Comment Re:Molecules shmolecules (Score 2) 274
There's a huge bias towards using exclusively male mice in many types of research, and the issue of higher variance in female rodent behavior (due to estrous cycle issues, among others) is well known (see eg: pdf).
There are also related problems more generally with stress and over-training in neuroscience. Experienced investigators are able to produce a much less stressful working environment for animals, so they tend to get different results from neophyte investigators even when following the same protocol. This shows up a lot when a different lab tries to replicate the work of an experienced post-doc and gets null results for the first 6 months then suddenly is able to replicate everything. Thus often is attributed to 'correcting' the protocol (often with extensive communication with the previous lab) when often I think the change is attributable to the investigator in the replicating lab becoming experienced enough to relieve stress (I don't have a great link for this, mostly just an observation from having been around quite a few labs).
Over-training is also a problem, since it often takes thousands (sometimes well into the hundreds of) to train animals in complex cognitive tasks, and it's well known from experiments in humans (and a few in non-human primate and rodent) that neural responses shift profoundly between 'trained' and 'over-trained' states, say between amateur and professional ballerinas watching videos of ballet.
However, these issues are a much bigger problem in pre-clinical research than in basic research.
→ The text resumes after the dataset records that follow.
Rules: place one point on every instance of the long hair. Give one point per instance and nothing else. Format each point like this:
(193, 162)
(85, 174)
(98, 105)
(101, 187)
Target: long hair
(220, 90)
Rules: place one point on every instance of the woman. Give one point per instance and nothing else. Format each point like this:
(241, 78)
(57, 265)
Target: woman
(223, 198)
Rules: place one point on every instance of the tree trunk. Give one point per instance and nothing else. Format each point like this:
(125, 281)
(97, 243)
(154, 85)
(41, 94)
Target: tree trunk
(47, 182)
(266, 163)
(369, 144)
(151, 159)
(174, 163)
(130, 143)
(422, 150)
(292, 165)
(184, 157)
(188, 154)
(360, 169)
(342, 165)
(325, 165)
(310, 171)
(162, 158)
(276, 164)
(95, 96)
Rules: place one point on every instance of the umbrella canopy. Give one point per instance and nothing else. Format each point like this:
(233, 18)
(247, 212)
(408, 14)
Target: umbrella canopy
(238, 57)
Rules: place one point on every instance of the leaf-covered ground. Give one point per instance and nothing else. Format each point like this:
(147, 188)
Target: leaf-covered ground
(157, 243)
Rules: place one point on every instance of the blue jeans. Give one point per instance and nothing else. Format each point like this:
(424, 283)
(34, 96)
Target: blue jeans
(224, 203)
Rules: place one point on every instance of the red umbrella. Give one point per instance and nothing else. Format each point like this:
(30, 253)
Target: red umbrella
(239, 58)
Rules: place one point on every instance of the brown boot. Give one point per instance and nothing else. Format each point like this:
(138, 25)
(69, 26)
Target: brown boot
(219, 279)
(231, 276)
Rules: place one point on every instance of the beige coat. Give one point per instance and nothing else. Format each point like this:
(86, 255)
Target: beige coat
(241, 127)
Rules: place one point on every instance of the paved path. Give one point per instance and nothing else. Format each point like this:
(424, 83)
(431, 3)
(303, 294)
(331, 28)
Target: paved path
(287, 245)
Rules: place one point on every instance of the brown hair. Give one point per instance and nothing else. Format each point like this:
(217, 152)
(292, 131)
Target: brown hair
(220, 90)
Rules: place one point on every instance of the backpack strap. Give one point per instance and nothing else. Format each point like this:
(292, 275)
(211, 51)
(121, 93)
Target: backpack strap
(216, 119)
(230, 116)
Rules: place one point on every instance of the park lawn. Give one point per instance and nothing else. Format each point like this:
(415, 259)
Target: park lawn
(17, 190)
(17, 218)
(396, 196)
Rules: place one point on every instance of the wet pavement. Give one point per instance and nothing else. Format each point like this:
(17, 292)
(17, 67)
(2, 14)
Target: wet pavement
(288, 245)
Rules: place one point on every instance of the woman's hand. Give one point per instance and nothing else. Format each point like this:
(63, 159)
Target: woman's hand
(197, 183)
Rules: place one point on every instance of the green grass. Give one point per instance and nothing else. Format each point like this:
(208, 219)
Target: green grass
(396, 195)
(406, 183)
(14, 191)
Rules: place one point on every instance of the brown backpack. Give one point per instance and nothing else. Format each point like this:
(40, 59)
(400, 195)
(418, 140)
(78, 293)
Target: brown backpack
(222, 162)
Our understanding of the brain is sufficiently limited that the effects we're used to seeing in basic research questions swamp the potential modulation from gender, stress and training factors (unless you're talking about stress research specifically, but they're pretty careful about controlling for these types of effect). The issue with pre-clinical research is that often the difference between the current treatment and proposed treatment is only a few percent (note: if valid, this can mean thousands of lives saved or hugely improved), and so failing to identify and control for factors such as researcher or mouse gender can overwhelm the supposed primary result.